In a 1988 article  in American Poetry Review, Gregory Orr identified “Four Tempraments and the Four Forms of Poetry,” speculating that four inborn orientations in writers account for a gift of generating language in a creative way. Most poets are gifted with one, and develop the other three, tempraments, and peoms exhibit the gifts in various combinations. The greatest poet or poem would exhibit all four in natural abundance –although Orr notes that ” no one in English but Shakespeare could be said to exhibit all four with equal vigor.”

These tempraments seem applicable to other forms of writing, but before addressing that…

LET’s LET ORR EXPLAIN ORR’s CATEGORIES 

http://mypage.siu.edu/puglove/4.htm

Story: dramatic unity—a beginning, middle and end.

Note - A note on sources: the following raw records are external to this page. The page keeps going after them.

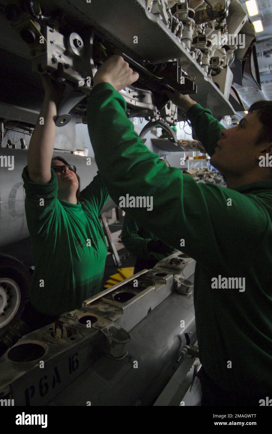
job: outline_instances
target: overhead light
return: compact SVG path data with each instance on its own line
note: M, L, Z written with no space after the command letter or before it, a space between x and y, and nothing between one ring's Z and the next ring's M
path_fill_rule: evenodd
M261 20L257 20L256 21L253 21L252 24L254 26L254 29L256 33L259 32L263 32L263 27Z
M246 1L245 6L249 16L257 15L259 13L256 0L249 0L249 1Z
M73 154L74 155L81 155L82 157L84 157L85 153L84 151L82 151L81 149L76 149L76 151L74 151Z

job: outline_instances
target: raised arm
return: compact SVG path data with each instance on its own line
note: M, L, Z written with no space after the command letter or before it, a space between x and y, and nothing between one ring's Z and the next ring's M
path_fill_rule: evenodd
M27 169L33 182L45 184L51 179L56 125L55 119L65 86L49 76L42 77L45 90L43 102L34 128L27 153Z

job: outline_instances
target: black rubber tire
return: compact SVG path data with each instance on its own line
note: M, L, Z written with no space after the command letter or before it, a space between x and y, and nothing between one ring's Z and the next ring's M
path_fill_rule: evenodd
M17 283L20 290L21 301L13 321L20 318L24 308L25 303L29 296L29 283L31 274L23 265L18 259L10 255L0 253L0 278L8 277L12 279ZM9 324L0 329L0 336L7 330Z

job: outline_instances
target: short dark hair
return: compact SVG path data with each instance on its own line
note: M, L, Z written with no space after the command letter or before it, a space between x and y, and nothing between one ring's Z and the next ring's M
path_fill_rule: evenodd
M68 161L66 161L62 157L53 157L51 161L51 165L52 167L52 163L55 160L58 160L59 161L61 161L63 163L65 164L69 164L69 163ZM78 181L78 188L76 190L76 197L77 200L80 202L80 204L84 204L82 198L80 197L80 178L79 175L76 173L76 176L77 178L77 180Z
M272 141L272 101L263 100L253 102L248 111L251 113L255 111L262 124L262 131L255 144L262 141Z

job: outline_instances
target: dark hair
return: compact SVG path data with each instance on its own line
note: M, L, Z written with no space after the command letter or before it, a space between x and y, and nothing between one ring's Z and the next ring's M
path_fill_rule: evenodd
M51 161L51 166L52 165L52 163L54 160L58 160L59 161L61 161L62 163L64 163L65 164L69 164L68 161L66 161L66 160L65 160L62 157L53 157ZM78 181L78 188L76 190L76 200L78 201L80 204L84 204L84 202L80 197L80 178L79 175L78 175L76 172L76 176L77 178L77 180Z
M256 145L262 141L272 141L272 101L265 100L253 102L249 108L249 113L255 111L259 121L262 124L262 128Z

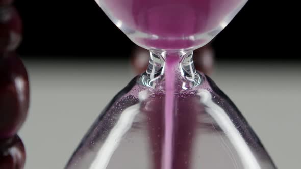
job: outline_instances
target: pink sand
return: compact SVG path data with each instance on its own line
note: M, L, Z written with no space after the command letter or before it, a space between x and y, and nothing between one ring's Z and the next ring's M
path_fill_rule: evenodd
M161 168L172 168L173 148L173 123L174 115L174 91L175 71L178 65L179 56L168 56L166 58L165 77L165 105L164 109L165 136L163 145L163 156Z
M160 49L181 49L202 43L192 35L211 31L245 0L96 0L118 24L158 38L135 41ZM120 22L121 21L121 22Z

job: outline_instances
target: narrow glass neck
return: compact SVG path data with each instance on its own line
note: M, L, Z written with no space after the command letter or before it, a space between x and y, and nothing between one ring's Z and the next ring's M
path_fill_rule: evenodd
M200 84L201 78L195 70L192 50L150 50L149 64L141 82L145 86L166 90L166 76L174 77L175 90L183 91ZM170 76L169 76L170 77Z

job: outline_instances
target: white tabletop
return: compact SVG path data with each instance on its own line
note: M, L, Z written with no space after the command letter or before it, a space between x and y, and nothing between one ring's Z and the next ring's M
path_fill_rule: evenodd
M134 76L128 61L25 60L31 106L19 132L26 169L63 168L114 95ZM279 168L297 168L301 64L217 62L211 76L232 99Z

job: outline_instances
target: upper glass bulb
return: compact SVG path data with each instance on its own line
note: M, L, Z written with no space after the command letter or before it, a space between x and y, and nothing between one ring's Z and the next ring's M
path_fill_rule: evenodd
M131 40L147 49L195 49L210 41L247 0L95 0Z

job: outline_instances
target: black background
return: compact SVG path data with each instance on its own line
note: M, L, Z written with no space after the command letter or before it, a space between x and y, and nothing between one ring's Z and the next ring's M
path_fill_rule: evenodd
M23 21L18 52L23 57L124 58L135 45L94 0L16 0L15 5ZM289 11L276 2L249 1L213 41L216 58L297 59L287 35L291 33L286 23Z

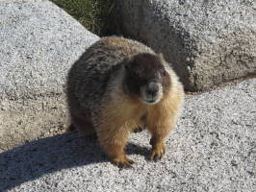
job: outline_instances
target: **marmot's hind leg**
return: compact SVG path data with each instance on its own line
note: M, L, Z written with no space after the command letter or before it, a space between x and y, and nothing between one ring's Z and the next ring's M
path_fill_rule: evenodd
M82 117L71 115L71 130L77 130L79 133L86 136L95 136L96 132L90 121L85 120ZM69 130L70 130L69 128Z

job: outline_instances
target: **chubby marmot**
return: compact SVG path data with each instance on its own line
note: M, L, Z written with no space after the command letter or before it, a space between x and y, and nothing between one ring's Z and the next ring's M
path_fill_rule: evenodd
M133 163L124 147L138 127L152 134L150 158L163 156L165 138L175 125L183 100L183 86L163 56L124 37L99 39L68 74L72 125L85 134L96 133L118 165Z

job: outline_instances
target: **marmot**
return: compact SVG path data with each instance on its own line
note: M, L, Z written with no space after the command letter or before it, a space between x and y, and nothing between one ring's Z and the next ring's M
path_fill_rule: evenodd
M183 85L162 54L124 37L99 39L68 73L71 125L85 134L96 133L117 165L134 162L124 147L138 127L152 135L150 158L160 159L183 101Z

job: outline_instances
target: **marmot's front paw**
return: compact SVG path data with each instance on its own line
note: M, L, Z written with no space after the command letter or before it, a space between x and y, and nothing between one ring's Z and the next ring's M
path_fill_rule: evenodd
M131 158L128 158L126 156L115 157L113 159L113 162L118 167L124 168L129 168L134 163L134 161Z
M166 148L164 144L157 145L152 148L149 159L150 160L160 160L166 153Z

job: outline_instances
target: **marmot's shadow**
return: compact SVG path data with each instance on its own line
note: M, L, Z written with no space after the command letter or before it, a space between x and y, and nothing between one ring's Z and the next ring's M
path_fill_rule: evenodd
M145 155L147 149L128 144L127 154ZM76 132L41 138L0 154L0 191L61 169L110 161L94 138Z

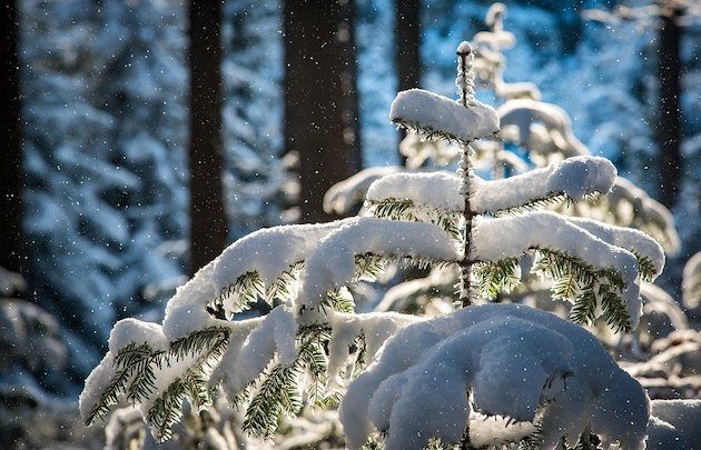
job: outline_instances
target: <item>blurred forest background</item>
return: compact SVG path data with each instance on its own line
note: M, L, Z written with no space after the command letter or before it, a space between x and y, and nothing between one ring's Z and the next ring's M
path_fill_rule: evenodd
M701 250L692 3L519 0L505 19L505 79L535 82L593 154L673 212L681 247L661 284L675 298ZM31 420L37 439L70 440L75 426L41 431L31 411L75 409L117 320L160 321L229 242L329 220L330 186L399 163L392 99L419 86L454 97L454 49L490 4L7 1L0 442ZM636 12L584 14L620 6Z

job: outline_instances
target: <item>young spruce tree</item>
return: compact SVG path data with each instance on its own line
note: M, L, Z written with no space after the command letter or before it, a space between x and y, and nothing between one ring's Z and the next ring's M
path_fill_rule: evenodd
M424 139L458 143L457 176L389 174L371 186L362 217L236 241L178 289L162 324L115 326L80 398L86 422L131 402L166 440L186 400L204 411L223 392L245 408L244 430L260 437L283 414L343 399L350 448L377 439L389 449L643 448L648 397L591 333L527 307L474 303L519 286L529 253L554 297L573 303L574 322L603 316L630 330L640 280L662 270L662 249L636 230L537 211L608 192L615 169L605 159L575 157L494 181L474 174L471 142L500 121L474 98L467 42L457 57L458 101L412 89L391 111ZM392 261L458 266L458 310L434 320L355 312L353 282ZM260 299L269 313L243 314Z

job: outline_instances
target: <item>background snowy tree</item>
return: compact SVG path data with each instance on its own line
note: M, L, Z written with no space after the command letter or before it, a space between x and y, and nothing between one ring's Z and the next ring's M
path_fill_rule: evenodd
M158 317L144 288L182 273L161 247L187 226L182 12L22 3L28 281L66 328L76 380L105 323Z
M294 219L283 152L283 14L277 0L224 6L225 199L230 239Z

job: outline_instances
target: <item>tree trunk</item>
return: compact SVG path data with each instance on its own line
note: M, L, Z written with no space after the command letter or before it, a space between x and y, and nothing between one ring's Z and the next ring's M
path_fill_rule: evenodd
M2 8L2 64L4 82L0 89L2 149L0 149L0 267L23 273L26 254L22 233L22 137L20 119L19 23L14 0Z
M660 164L660 201L668 208L677 202L681 166L681 29L679 8L660 3L659 53L659 123L658 147Z
M330 219L324 193L361 169L355 4L285 1L285 151L299 154L303 222Z
M395 66L398 90L418 88L421 83L419 0L395 0ZM399 129L399 142L406 130ZM406 158L401 156L402 163Z
M192 0L190 19L190 274L227 243L221 170L221 3Z

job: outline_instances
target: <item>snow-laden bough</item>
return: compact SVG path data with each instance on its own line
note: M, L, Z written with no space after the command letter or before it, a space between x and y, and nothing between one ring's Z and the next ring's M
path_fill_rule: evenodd
M589 429L606 444L643 449L649 400L581 327L486 304L397 332L350 383L339 412L350 448L378 430L388 449L421 449L431 438L473 447L531 439L554 449Z

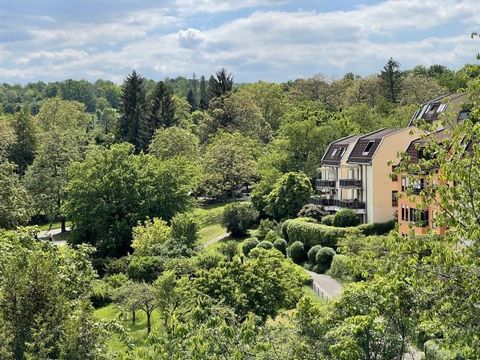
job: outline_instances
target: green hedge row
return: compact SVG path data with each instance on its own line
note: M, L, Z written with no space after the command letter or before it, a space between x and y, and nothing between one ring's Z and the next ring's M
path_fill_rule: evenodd
M282 225L282 233L288 243L301 241L307 249L315 245L336 248L339 239L347 235L360 235L358 228L338 228L303 219L287 220Z
M338 240L348 235L382 235L395 227L395 222L364 224L356 227L334 227L305 221L303 218L290 219L283 223L282 233L289 244L301 241L307 249L321 245L336 248Z

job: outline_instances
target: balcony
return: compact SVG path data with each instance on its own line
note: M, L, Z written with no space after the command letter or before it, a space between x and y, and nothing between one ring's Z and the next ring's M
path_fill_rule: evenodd
M357 200L337 200L312 197L310 203L314 205L325 206L327 210L352 209L365 210L365 203ZM330 208L330 209L328 209Z
M335 180L315 180L315 187L318 188L335 188Z
M342 187L342 188L361 188L362 187L362 180L340 179L340 187Z

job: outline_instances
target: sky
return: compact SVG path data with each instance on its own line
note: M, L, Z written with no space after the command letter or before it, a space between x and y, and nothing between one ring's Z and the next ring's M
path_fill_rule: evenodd
M0 0L0 82L228 69L282 82L475 62L479 0Z

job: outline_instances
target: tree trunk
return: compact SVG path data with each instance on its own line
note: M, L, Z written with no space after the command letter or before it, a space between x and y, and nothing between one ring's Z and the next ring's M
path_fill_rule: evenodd
M151 312L147 311L147 335L150 335L150 331L152 330L152 324L150 322L150 315L151 315Z
M67 227L65 226L65 218L62 216L60 217L60 222L61 222L61 226L62 226L62 233L66 232L67 231Z

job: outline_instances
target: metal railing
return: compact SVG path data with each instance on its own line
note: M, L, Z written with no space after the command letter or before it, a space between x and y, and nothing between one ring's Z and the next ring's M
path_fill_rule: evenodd
M337 200L312 197L310 203L321 206L334 206L342 209L364 210L365 202L357 200Z
M362 180L340 179L340 187L362 187Z
M335 180L316 179L315 180L315 187L317 187L317 188L322 188L322 187L334 188L335 187Z

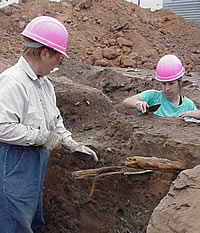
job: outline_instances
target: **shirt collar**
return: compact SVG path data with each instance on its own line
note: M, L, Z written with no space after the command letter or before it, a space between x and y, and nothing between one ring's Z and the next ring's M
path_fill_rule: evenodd
M37 75L33 72L31 66L28 64L26 59L21 56L18 60L18 64L22 67L23 71L27 74L32 80L38 80Z

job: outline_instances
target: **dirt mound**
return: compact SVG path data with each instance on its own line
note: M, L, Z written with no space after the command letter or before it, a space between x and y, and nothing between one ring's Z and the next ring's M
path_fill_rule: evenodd
M151 12L125 0L36 0L0 9L3 57L20 54L20 32L38 15L54 16L65 24L72 59L99 66L154 69L161 56L174 53L188 71L200 69L200 30L194 24L186 24L170 11Z
M183 171L154 210L147 233L199 232L200 167Z
M102 161L82 161L63 150L51 154L43 233L146 232L177 173L99 178L89 199L93 179L73 180L72 172L119 165L134 155L199 164L199 125L151 114L139 117L121 106L127 96L159 89L152 69L165 53L181 56L188 71L199 71L199 29L169 11L150 12L121 0L22 2L0 10L0 70L19 56L20 32L32 18L61 20L69 30L71 59L50 75L58 106L73 137L93 148ZM146 69L123 69L129 66ZM188 72L184 86L183 94L200 107L198 74Z

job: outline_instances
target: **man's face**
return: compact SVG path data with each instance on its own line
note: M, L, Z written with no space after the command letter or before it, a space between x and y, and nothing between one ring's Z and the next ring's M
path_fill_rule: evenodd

Conflict, dramatic focus, resolution.  

Structure: the satisfaction of measureable patterns…. the beauty and balance of equations…  [in poetry, mostly verse forms]  

‘Music’ …rhythm (pitch, duration, stress, loudness/softness), and the entire panoply of sound effects (alliteration, assonance, consonance, internal rhyme, etc.).

Imagination: the flow of image to image or thought to thought….a stream of association, either concretely (the flow of image) or abstractly (the flow of thought).”

Orr opposses the  intensity, limits and law inherent in Story and Structure to the unconditional, limitless liberty of “Music” and Imagination:

LIMITING, RATIONAL:  The Aristotlean power and Hollywood grandeur of “discovery” and “reversal” function as pivot points in the best stories, but in some stories they are “magical” and “enthralling,” and certain works or writers  have the Platonic  “..something straight, or round, and the surfaces and solids which a lathe or a carpenter’s rule and square produces….beautiful, not in a relative sense; they are always beautiful in their very nature, and they carry pleasures peculiar to themselves and which are free of the itch of desire.”

LIMITLESS, IRRATIONAL:  The “musical” temperament is related not only to the individual sounds of the langauge but the overall aural soundscape of the play. If that sounds irrational, Orr would agree: “Dionysus’ flute rather than Apollo’s lyre—more ecstasy and trance than measure and order, and Imagination can be either concrete or abstract. Again, this seems irrational as a category, and is more easily seen in  concrete examples.

Orr proposes “a kind of Chinese menu—one from Column A…. one from Column B…” suggesting that a writer needs to possess both limiting and limitless, or rational and irrational aspects. Like any system of four, Orr’s dualities yield possibilities of various pairings and  triads, and seems a useful way of categorizing works of astounding range.

One can see how this would apply to the work of theatrical writers. And though it is difficult to confine great playwrights to only one category, one can list playwrights who are most easily discernible in each category.

STORY: Inge, Williams, Miller, Shanley, Marguiles, Lindsay-Abaire

STRUCTURE: Wilder, Anderson, Ayckbourne,  Frayn, Kushner

“MUSIC”: Wilde, Shaw, Pinter, Stoppard, Shepard, Mamet

IMAGINATION: Beckett, Ionesco, Orton, Albee, Durang

It is an interesting prism through which to view a playwright’s work, or even one’s own.